Cheers to the MSRB
The Municipal Securities Rulemaking Board made a wonderful regulatory push when it issued its proposed rule for the conduct of municipal advisers. Municipal advisers are professionals who are supposed to help state and local governments structure their borrowing and investment activities in the most economically efficient way.
In the past, advisers did not always place the interest of their government clients ahead of all other interests and they had undisclosed conflicts of interest. Basically, local governments could be treated as “muppets” by advisers without any restraint from the law.
In the Dodd-Frank Reform Act, Congress created a new law to protect municipalities and gave new authority to the MSRB to create rules to regulate the activities of municipal advisers. To put the law into effect, the MSRB issued Proposed Rule G-42, and said:
The regulation of municipal advisors and their advisory activities is, as the SEC has recognized, generally intended to address problems observed with the conduct of some municipal advisors, ‘including ‘pay to play’ practices, undisclosed conflicts of interest, advice rendered by financial advisors without adequate training or qualifications, and failure to place the duty of loyalty to their clients ahead of their own interests.’
The most serious problem has been that advisers did not previously have a fiduciary duty to their municipal clients. Here is what the proposed rule includes, according to the MSRB:
[D]raft Rule G-42 subjects municipal advisors to a duty of care in the conduct of their municipal advisory activities…
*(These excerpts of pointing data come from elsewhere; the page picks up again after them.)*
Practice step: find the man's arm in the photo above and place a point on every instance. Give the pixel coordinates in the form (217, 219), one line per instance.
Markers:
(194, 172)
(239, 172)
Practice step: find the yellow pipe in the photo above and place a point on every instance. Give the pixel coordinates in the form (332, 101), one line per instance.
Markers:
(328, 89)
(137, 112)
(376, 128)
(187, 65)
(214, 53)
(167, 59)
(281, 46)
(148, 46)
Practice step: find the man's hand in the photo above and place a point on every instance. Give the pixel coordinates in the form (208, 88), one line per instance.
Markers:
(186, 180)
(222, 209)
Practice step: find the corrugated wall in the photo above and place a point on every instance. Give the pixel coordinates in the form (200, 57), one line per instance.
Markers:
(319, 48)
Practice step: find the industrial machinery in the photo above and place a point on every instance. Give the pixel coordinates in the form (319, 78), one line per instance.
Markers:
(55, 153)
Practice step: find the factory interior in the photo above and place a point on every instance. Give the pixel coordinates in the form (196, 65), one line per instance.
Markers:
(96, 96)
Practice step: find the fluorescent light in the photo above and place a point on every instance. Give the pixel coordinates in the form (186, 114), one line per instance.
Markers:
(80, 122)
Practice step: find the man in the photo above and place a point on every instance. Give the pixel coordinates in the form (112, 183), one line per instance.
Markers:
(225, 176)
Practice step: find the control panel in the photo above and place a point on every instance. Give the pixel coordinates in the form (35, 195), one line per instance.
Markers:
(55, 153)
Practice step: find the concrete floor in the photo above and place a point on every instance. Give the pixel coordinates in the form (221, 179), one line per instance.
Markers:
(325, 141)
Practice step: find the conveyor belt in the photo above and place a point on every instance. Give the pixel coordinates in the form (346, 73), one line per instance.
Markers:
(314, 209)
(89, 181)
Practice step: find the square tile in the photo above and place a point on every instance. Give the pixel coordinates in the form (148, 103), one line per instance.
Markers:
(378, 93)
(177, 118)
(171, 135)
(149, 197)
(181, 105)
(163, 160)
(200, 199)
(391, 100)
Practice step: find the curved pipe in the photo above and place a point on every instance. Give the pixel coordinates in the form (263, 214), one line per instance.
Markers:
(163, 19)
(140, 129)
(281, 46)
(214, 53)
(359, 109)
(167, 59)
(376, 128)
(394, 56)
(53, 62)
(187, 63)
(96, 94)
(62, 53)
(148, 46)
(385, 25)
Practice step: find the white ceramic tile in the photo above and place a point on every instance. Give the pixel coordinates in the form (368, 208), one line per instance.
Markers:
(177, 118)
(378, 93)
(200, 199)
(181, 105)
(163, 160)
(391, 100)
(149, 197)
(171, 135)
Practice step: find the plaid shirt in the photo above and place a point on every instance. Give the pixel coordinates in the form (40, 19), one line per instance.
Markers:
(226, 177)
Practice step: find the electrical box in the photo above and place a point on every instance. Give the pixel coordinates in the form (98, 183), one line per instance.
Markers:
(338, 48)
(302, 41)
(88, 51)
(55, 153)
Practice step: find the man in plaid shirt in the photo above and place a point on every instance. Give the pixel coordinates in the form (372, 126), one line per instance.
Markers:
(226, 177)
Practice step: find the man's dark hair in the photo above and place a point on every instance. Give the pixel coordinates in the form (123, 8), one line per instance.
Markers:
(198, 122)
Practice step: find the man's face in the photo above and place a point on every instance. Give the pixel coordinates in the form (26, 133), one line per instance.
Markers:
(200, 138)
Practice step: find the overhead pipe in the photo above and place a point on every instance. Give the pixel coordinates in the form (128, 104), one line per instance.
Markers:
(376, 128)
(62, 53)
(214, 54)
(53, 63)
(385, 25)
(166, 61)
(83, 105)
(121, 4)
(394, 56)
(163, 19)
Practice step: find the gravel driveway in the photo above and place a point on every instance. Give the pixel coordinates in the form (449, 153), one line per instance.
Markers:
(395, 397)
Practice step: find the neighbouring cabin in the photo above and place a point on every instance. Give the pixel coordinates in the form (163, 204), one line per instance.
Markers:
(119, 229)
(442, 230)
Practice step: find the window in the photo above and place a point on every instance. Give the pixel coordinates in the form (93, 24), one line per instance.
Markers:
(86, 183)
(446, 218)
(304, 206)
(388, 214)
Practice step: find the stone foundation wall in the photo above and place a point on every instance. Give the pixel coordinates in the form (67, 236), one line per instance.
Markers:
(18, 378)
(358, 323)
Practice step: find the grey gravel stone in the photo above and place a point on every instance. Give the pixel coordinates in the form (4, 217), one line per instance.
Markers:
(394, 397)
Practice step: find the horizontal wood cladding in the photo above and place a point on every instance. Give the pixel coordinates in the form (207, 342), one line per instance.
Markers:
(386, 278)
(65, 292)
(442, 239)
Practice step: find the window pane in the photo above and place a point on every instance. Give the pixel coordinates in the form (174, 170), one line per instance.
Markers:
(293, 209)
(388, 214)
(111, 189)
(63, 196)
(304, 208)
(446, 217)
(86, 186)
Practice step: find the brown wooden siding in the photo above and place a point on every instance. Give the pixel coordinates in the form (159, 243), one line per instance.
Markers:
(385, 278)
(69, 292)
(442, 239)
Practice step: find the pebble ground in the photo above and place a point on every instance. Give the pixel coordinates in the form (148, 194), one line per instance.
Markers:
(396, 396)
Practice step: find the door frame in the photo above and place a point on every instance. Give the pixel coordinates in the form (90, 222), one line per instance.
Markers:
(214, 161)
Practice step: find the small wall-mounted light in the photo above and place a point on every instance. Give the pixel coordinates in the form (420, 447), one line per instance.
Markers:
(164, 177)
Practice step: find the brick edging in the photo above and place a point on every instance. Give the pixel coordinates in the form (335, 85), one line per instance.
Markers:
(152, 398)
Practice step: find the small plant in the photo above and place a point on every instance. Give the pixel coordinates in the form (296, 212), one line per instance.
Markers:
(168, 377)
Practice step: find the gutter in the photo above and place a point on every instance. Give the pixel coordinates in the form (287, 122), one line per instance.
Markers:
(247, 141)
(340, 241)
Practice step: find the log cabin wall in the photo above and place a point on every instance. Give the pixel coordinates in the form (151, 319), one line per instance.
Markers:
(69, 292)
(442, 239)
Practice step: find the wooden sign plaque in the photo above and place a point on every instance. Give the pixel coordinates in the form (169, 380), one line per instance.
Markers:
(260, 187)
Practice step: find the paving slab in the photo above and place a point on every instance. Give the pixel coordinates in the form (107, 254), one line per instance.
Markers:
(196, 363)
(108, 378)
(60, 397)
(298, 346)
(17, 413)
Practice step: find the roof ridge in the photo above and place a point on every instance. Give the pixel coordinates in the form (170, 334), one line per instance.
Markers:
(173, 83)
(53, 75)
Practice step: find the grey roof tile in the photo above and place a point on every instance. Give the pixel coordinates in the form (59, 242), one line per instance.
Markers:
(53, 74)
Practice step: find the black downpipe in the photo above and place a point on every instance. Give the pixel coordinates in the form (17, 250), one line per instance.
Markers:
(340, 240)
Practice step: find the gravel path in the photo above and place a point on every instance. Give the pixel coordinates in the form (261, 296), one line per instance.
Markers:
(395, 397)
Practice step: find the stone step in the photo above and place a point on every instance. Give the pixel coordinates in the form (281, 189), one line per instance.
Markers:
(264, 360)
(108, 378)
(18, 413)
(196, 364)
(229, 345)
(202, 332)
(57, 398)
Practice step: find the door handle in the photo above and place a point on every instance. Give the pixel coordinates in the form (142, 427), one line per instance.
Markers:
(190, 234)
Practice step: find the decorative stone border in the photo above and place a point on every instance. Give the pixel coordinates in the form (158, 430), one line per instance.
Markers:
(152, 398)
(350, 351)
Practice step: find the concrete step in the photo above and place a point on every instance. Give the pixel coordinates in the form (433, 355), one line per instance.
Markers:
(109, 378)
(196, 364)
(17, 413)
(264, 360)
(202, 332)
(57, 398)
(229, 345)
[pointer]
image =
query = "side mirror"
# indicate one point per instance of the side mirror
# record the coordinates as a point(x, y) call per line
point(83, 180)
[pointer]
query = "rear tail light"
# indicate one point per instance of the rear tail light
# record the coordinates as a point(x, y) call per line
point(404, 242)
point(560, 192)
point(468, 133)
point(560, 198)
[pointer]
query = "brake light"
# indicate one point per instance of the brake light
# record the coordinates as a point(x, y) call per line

…Draft Rule G-42 does not permit a municipal advisor to recommend that a client enter into any municipal securities transaction or municipal financial product unless the advisor has a reasonable basis for believing that the transaction or product is suitable for the client.
The law now states that municipal entities cannot be sold bum products. Hooray for taxpayers.
This is only a draft of the new rule. The MSRB has requested comments on 25 questions about the proposed rule (page 25). Comments are being accepted until March 10th.